Leadership and Decision-Making:
The Me, The You, and The We
(Open Only to OVW Grantees)
Tuesday, September 30, 2014 from 10am to Noon (PDT)
You are a leader in creating a safer and healthier world that honors women, and you work in a context of increasing complexity, change and need for collaboration to get things done and have impact. Ask yourself:
- How many decisions are you responsible for on any given day?
- How do you balance the quickening pace of your work environment with making sure key team members or colleagues buy-in to the decisions that need to be made?
- Have you ever spent precious time and energy "selling" your decision to people who were critical to its implementation?
- Have you ever had to repair relationships with colleagues who had a stake in the decision and did not feel appropriately involved?
- Have you had colleagues sabotage your decisions because they didn't agree with the way you made your decision or the decision itself?
Decision-making is one of the most tangible expressions of power in organizational and community life. Power essentially comes down to "who decides" and "who gets to decide on who will decide."
Choosing wisely whom to involve in decision making is one of the most strategic actions you can take to harness the wisdom and buy-in of the people with whom you work, to deal with unproductive power dynamics, and to level the playing field.
The dilemma in engaging others is how to achieve the benefits of involvement while minimizing the risks? The key is to seek the maximum involvement appropriate to the situation.

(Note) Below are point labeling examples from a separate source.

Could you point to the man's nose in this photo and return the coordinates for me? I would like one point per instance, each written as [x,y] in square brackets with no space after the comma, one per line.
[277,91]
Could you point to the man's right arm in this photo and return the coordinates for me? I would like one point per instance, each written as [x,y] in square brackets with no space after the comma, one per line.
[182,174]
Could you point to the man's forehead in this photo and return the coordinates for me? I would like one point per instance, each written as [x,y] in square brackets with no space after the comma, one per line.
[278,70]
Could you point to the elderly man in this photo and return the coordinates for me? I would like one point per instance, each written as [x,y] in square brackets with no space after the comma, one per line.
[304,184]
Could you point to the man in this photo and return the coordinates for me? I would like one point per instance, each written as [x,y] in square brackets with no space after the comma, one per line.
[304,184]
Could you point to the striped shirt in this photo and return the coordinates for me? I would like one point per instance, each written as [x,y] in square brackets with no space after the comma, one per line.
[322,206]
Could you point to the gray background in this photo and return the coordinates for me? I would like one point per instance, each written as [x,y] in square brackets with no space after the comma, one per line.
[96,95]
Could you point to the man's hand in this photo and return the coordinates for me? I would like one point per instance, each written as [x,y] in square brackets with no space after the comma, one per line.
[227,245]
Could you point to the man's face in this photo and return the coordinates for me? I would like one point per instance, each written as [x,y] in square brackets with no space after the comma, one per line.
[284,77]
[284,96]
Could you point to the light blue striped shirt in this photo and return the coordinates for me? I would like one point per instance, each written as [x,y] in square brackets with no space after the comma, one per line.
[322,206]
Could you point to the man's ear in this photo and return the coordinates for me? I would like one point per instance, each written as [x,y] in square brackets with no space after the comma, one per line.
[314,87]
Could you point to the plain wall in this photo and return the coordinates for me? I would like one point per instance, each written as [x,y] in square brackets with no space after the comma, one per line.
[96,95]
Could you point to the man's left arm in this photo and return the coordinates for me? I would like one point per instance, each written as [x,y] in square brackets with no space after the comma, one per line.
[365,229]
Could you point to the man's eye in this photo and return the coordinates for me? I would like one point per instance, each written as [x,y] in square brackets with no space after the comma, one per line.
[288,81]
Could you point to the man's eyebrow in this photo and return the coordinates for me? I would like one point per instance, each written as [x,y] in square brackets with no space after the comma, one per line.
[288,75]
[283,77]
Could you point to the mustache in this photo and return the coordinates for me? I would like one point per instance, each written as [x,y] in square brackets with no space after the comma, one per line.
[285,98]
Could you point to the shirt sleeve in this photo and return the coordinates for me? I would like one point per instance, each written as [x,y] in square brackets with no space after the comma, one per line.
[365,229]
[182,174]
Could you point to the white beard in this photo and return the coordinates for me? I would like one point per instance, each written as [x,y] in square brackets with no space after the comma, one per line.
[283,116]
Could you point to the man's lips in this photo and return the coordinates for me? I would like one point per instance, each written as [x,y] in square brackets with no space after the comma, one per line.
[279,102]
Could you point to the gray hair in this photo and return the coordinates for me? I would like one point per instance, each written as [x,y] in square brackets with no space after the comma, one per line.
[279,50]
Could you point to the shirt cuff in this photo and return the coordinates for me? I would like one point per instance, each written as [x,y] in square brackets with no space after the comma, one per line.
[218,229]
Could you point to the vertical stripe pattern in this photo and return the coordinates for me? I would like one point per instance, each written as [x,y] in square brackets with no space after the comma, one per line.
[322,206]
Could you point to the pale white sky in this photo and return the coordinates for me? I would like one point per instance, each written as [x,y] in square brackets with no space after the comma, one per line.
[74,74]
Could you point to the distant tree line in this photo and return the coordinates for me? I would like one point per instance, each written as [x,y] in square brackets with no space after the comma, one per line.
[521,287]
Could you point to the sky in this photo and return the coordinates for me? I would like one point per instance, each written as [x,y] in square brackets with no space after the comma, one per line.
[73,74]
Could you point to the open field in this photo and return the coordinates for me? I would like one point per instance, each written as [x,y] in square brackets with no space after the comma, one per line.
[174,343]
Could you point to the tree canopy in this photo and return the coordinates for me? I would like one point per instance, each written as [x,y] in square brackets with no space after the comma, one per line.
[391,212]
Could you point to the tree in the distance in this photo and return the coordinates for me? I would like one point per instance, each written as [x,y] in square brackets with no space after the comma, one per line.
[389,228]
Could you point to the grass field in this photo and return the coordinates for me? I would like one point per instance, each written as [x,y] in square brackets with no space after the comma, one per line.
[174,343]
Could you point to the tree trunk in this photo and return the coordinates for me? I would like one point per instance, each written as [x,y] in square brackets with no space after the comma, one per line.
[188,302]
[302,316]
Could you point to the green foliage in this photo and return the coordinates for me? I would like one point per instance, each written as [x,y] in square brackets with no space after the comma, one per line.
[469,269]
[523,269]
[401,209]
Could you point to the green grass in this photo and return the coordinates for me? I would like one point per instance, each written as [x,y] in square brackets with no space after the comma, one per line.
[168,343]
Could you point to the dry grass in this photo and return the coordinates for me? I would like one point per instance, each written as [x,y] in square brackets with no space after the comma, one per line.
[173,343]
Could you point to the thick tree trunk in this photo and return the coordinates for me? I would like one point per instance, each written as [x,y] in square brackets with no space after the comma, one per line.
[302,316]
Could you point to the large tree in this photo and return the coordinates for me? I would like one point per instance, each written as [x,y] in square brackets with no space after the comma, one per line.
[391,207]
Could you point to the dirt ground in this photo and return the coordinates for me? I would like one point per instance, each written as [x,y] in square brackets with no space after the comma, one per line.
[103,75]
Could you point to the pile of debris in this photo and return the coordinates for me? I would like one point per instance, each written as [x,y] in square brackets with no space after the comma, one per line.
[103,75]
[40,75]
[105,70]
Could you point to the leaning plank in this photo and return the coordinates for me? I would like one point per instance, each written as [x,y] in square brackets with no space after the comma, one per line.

In this webinar, you will:
- Understand and use a practical five option decision-making framework to facilitate strategic decision-making
- Conduct a stakeholder analysis to identify key stakeholders and their wins in order to maximally leverage their contributions and buy-in
- Understand and use a set of factors to consider to determine the maximum appropriate level of involvement of others in the decision-making process
- Apply the levels of involvement to a genuine work situation and explain their rationale for the level of involvement you chose
- Articulate the value in seeking maximum appropriate involvement rather than the minimum necessary involvement in a decision-making process
About the Presenter:
Andrea Nagel - Interaction Institute for Social Change
Andrea is a Senior Associate at the Interaction Institute for Social Change, where she builds the capacity of individuals, organizations and networks to accomplish their social change goals, collaboratively and innovatively and with an equity focus. Andrea has worked with an array of clients, including grassroots groups, nonprofit organizations, foundations, public sector agencies, schools and networks over the last 14 years.
Through training, facilitation, consulting and coaching activities, Andrea engages people's wisdom and resolve, augments their skills to navigate the complexity of their work and facilitates their learning and strategy development so that they can translate their hopes into movement.
Andrea comes to this work with a background in and passion for community organizing, leadership development, community planning in local and international contexts. She has had the privilege of working at YouthBuild USA, Dudley Street Neighborhood Initiative and with the Nicaraguan government.
A native of Chile, Andrea is bilingual and delivers her work in both Spanish and English. Andrea holds a Bachelor of Arts degree from Tufts University and a Master in City Planning from the Massachusetts Institute of Technology. When not working, Andrea enjoys dancing, music, jewelry-making, offering Reiki and sharing her home with family and friends.